The hospital CEO said it took three years of studying, penny pinching and what-ifs before she and the hospital board of directors decided the Lamesa-based facility in northwest Texas should not deliver babies anymore.

Until recently, Medical Arts Hospital delivered an average of 100 babies per year, the majority of them covered by Medicaid, the joint state-federal health care insurer for the very poor. But the hospital also lost an estimated $500,000 a year due to the program’s low reimbursement rates. That wasn’t sustainable.

Stokes said ending deliveries means Medical Arts’ patients will have to drive 40 to 60 extra miles to hospitals in places like Seminole, Snyder or Lubbock.

“This was a very difficult decision,” Stokes said. “… There is a risk either way, if you deliver babies or if you don’t deliver babies.”

Medical Arts Hospital isn’t alone. Yoakum Community Hospital in Yoakum also plans to end deliveries soon — meaning just 69 of Texas’ 163 rural hospitals will still deliver babies.

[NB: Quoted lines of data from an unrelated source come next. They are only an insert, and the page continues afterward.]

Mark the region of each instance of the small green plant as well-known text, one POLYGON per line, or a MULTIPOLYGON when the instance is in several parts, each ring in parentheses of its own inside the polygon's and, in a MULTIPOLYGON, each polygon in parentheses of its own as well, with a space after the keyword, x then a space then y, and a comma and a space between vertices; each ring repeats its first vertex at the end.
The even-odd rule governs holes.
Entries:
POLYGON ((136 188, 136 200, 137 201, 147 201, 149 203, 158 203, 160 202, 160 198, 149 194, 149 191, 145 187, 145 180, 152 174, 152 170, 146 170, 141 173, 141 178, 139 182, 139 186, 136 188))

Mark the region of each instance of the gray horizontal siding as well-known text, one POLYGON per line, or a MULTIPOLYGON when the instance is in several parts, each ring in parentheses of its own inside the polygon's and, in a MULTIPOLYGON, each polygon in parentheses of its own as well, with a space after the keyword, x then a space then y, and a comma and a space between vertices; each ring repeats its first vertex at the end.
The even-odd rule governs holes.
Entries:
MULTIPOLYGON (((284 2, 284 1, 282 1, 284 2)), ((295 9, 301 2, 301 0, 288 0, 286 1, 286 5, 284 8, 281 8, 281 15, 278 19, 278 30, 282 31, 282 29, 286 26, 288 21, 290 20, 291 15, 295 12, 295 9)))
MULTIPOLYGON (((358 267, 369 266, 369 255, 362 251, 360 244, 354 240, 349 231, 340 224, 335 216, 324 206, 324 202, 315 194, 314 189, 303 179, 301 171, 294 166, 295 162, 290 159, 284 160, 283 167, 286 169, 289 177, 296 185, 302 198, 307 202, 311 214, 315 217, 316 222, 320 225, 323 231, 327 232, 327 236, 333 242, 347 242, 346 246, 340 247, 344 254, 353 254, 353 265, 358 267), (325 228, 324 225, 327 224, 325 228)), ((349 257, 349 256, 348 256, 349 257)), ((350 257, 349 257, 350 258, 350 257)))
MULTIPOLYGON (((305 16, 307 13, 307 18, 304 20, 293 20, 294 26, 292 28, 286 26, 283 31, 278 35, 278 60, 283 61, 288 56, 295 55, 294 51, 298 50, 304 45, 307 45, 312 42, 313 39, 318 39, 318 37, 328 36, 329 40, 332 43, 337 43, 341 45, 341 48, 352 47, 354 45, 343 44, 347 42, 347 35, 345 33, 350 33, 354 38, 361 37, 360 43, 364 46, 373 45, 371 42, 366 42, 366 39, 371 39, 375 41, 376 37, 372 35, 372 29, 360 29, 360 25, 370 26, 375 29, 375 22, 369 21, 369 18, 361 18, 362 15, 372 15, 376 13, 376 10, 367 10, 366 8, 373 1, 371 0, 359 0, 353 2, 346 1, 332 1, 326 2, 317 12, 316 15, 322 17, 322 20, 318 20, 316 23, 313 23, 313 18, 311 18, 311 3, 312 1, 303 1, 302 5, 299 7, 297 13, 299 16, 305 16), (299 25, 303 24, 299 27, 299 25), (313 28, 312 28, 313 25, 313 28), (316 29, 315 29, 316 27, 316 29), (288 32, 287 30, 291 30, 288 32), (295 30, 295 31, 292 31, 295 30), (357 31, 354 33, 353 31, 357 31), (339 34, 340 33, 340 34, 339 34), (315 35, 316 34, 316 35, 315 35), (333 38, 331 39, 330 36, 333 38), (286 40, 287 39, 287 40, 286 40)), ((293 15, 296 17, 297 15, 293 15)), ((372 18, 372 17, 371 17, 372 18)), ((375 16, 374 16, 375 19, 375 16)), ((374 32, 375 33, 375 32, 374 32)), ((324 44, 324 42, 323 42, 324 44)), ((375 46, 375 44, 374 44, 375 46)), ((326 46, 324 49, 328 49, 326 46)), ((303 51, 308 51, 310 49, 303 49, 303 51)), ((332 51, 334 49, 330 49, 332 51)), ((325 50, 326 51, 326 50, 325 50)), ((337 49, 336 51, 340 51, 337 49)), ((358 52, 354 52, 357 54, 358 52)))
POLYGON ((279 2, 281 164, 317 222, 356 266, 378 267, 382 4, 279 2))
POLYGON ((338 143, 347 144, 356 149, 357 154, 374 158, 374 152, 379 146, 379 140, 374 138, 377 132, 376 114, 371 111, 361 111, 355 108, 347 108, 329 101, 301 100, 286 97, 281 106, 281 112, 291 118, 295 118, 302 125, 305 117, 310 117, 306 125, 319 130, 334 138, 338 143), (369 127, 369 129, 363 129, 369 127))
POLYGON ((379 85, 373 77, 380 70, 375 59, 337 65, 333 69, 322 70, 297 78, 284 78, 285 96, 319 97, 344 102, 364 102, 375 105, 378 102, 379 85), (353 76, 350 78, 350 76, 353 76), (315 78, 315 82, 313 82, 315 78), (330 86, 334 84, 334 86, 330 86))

That’s according to the Texas Organization of Rural and Community Hospitals, an advocacy group for rural hospitals.

Texas’ rural hospitals have struggled just to stay open; federal Medicaid reimbursements don’t fully cover the costs of services they provide, and fewer doctors and specialists have opted to practice in small towns. Since 2013, 14 rural hospitals across Texas have closed; just three were replaced with freestanding emergency rooms or urgent-care centers.

Meanwhile, the low number of births in rural areas has made it difficult for hospitals to justify the costs of staff and equipment.

Don McBeath, director of government relations for the Texas Organization of Rural and Community Hospitals, said as more rural hospitals stop delivering babies, more pregnant women may need to drive long distances to get prenatal care and give birth.

“They may be in an ambulance or the back of a pickup truck” if a rural hospital is not available nearby, McBeath said. “I do think that this decline in the number of rural hospitals providing [obstetric] services is probably going to increase prenatal and postnatal mortality.”

McBeath said rural hospitals have reduced obstetric services because of uncertainty over two major funding streams they’ve come to rely upon: the federal Disproportionate Share Hospital fund and Texas’ Medicaid 1115 waiver.